To explain how this works we have to digress a little. Dualities often occur in highly symmetric settings. We already saw this in our introductory example: the ants had to be indistinguishable. If we would break that symmetry, for example by colouring them in red and blue and then asking when the last red ant is falling off the stick, our duality ceases to work. Above, we described the AdS/CFT duality, which is situated in a highly symmetric setting. Such situations have protected subsectors (smaller parts of the theory) that are usually much easier to understand and describe mathematically. Twisting is a procedure to restrict the (physical) theory to such (mathematically tractable) subsectors in a compatible manner. Crucially, twisting on both sides of a duality establishes a correspondence between these subsectors – and hence a correspondence between their associated mathematical structures.
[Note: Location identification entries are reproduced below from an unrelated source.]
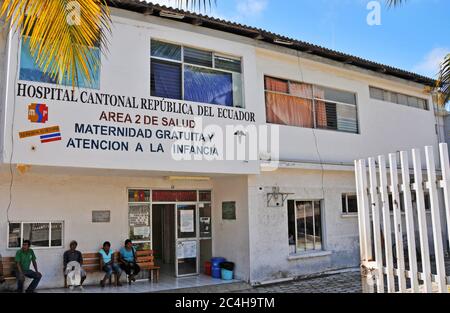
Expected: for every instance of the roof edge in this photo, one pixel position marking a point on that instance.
(266, 36)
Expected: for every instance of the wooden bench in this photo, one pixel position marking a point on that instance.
(93, 263)
(9, 267)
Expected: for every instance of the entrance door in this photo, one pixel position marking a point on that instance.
(187, 240)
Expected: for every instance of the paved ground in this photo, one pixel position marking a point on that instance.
(348, 282)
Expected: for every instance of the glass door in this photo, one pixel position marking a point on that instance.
(140, 218)
(186, 242)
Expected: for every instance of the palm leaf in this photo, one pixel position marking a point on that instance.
(61, 49)
(444, 80)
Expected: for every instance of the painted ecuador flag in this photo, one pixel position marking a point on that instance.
(56, 136)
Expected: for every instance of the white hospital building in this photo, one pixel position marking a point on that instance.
(108, 160)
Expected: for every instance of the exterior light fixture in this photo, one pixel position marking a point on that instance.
(195, 178)
(283, 42)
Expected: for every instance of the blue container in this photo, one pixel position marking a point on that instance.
(215, 267)
(216, 272)
(227, 275)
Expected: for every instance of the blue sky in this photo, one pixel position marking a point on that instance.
(413, 37)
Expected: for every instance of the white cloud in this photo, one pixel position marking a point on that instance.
(431, 63)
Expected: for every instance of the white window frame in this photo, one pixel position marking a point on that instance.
(322, 231)
(183, 64)
(57, 83)
(346, 212)
(397, 94)
(36, 222)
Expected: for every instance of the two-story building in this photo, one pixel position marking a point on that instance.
(199, 138)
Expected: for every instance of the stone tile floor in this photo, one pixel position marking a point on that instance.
(344, 282)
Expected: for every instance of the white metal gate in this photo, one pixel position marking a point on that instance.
(398, 200)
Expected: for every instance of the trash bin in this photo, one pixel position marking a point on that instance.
(227, 270)
(226, 274)
(208, 266)
(215, 267)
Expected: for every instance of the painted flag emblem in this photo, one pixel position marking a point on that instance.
(51, 137)
(38, 113)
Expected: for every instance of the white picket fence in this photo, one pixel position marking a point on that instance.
(386, 206)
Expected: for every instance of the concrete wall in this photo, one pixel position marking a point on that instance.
(384, 127)
(270, 258)
(231, 238)
(71, 198)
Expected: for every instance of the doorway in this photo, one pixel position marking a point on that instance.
(175, 224)
(163, 233)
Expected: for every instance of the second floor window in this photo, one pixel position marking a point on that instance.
(184, 73)
(304, 105)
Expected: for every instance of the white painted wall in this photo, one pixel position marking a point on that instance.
(231, 238)
(41, 196)
(269, 256)
(125, 71)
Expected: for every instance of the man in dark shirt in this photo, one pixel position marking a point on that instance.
(73, 255)
(2, 278)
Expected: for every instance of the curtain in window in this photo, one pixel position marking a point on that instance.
(208, 86)
(287, 110)
(165, 50)
(277, 85)
(166, 79)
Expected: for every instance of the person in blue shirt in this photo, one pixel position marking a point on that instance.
(128, 262)
(108, 265)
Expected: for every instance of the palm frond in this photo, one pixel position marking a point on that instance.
(194, 4)
(394, 3)
(62, 46)
(444, 80)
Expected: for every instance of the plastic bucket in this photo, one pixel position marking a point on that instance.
(215, 267)
(227, 275)
(208, 267)
(229, 266)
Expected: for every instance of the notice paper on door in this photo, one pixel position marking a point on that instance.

A success story in that regard is mirror symmetry. This is a duality arising between strings in different backgrounds, so-called mirror dual Calabi–Yau pairs (see also Fig. 4). In the twisted setting, the two theories that are equivalent via duality (dubbed the A model and the B model) are sensitive to very different geometric structure of their respective backgrounds. The geometric structure in the A model is called symplectic, while the one in the B model is called complex. This is a fascinating relation between two different types of geometries unified under the umbrella of string dynamics.

Understanding the mathematical implications of the AdS/CFT duality is an ongoing effort in physical mathematics, summarized under the term “twisted holography”. Much progress in that direction has been made in the last years, but there are still many connections to be explored, mathematical correspondences to be worked out, and riddles to be solved.

### References

[1] J. Maldacena. The Large N Limit of Superconformal Field Theories and Supergravity. Adv. Theor. Math. Phys., 1998. arXiv:hep-th/9711200.